If a man is poor he had only to go to Nottingham with a mattock, a shovel, a crow, an iron, a chisel or a mallet, and with such instruments he may play mole and work himself a hole or burrow for his family.
— Anon 1870

As of 2018, more than 800 caves in the city have been catalogued by Nottingham's City Archaeologist, Scott Lomax, including approximately 200 that were only rediscovered, through research by the City Archaeologist, since 2016. Further research by the City Archaeologist increased the number of known caves in the city to 924 as of April 2025. Lomax's research increased the total of known caves to 1000 in May 2026.

Construction of the Broadmarsh Shopping Centre began in the late 1960s, but the opening up of the caves to vandals and plans to fill them in with concrete caused a public outcry. A detailed study by Nottingham City Council, assisted by The Nottingham Historical Arts Society, led to the caves being scheduled as an ancient monument and the development plans were subsequently changed to preserve most of the caves. The caves were cleared by volunteers from the 2418 Sherwood Squadron Air Training Corps and Rushcliffe School and opened to public tours by the Friends of Nottingham Museum in 1978.

==Caves in Nottingham from medieval to now==
===Medieval tannery===
Two caves cut into the cliff face and opening out to daylight housed the only known underground tannery in Britain. The Pillar Cave was originally cut around 1250 but had been filled in by a rockfall by 1400. It was cleared and reopened as part of the tannery in 1500, with circular pits cut to hold barrels. A second cave was also cut with rectangular clay-lined vats.

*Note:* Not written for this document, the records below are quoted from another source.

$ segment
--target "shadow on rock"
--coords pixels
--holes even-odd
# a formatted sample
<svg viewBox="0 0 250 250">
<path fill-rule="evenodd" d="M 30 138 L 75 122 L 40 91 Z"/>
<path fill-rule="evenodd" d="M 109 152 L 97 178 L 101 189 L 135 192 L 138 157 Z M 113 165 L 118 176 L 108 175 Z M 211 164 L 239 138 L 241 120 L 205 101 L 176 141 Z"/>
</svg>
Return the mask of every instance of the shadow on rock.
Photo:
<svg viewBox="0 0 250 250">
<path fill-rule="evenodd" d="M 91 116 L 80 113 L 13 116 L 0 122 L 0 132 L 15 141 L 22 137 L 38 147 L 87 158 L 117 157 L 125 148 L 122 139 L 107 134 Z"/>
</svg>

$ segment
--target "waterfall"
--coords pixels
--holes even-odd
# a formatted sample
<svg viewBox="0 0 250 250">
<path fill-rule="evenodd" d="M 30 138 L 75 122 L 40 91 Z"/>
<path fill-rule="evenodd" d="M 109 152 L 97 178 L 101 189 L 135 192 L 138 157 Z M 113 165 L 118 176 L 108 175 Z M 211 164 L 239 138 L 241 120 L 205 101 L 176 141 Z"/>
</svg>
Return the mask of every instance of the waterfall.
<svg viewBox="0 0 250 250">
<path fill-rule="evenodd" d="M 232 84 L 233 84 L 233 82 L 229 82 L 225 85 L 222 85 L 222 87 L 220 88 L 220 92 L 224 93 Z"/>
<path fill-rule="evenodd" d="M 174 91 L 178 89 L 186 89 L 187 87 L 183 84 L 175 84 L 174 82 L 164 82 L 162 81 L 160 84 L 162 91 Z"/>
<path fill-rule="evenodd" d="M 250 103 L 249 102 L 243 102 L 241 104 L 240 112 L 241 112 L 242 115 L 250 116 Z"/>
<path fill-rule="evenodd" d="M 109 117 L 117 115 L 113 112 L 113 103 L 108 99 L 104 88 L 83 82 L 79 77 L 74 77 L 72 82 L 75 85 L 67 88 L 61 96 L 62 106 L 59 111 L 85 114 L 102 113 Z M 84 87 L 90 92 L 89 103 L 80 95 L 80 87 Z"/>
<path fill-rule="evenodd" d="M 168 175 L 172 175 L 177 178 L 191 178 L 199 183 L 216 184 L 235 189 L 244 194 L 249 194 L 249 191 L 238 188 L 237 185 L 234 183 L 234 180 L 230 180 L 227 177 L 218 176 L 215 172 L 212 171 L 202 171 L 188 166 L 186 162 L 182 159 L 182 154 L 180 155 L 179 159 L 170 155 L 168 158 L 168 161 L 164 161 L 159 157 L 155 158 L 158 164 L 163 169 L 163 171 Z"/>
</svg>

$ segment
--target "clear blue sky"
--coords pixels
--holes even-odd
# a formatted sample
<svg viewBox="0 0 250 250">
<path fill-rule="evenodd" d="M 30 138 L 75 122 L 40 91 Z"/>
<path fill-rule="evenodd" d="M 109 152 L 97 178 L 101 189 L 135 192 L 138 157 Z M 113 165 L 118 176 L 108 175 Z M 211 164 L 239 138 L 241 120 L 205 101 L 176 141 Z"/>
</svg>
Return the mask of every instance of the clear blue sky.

The small size of the vats in these caves indicates that they were probably used for sheep or goats skins rather than cowhide. There was an opening to the River Leen where they would wash the skins in the town's drinking water.

===Drury Hill slums===
The basement walls here are all that remains of the buildings of Drury Hill, once a wealthy neighborhood in the medieval city that by the 19th century had degenerated into one of the worst slums in Britain. Poor families slept, ate and lived in the single room basements here with overcrowding and poor sanitation making it a breeding ground for cholera, tuberculosis and smallpox.

===Air-raid shelter===
Some of the caves here were joined and expanded to house one of 86 public air raid shelters that were found in the sandstone beneath the city by February 1941 to protect its inhabitants during the bombing attacks of World War II, including a particularly severe one on 8 May 1941 that is recreated as part of the tour. Holes were also dug here to supply the sand used in the sandbags that helped to protect the city.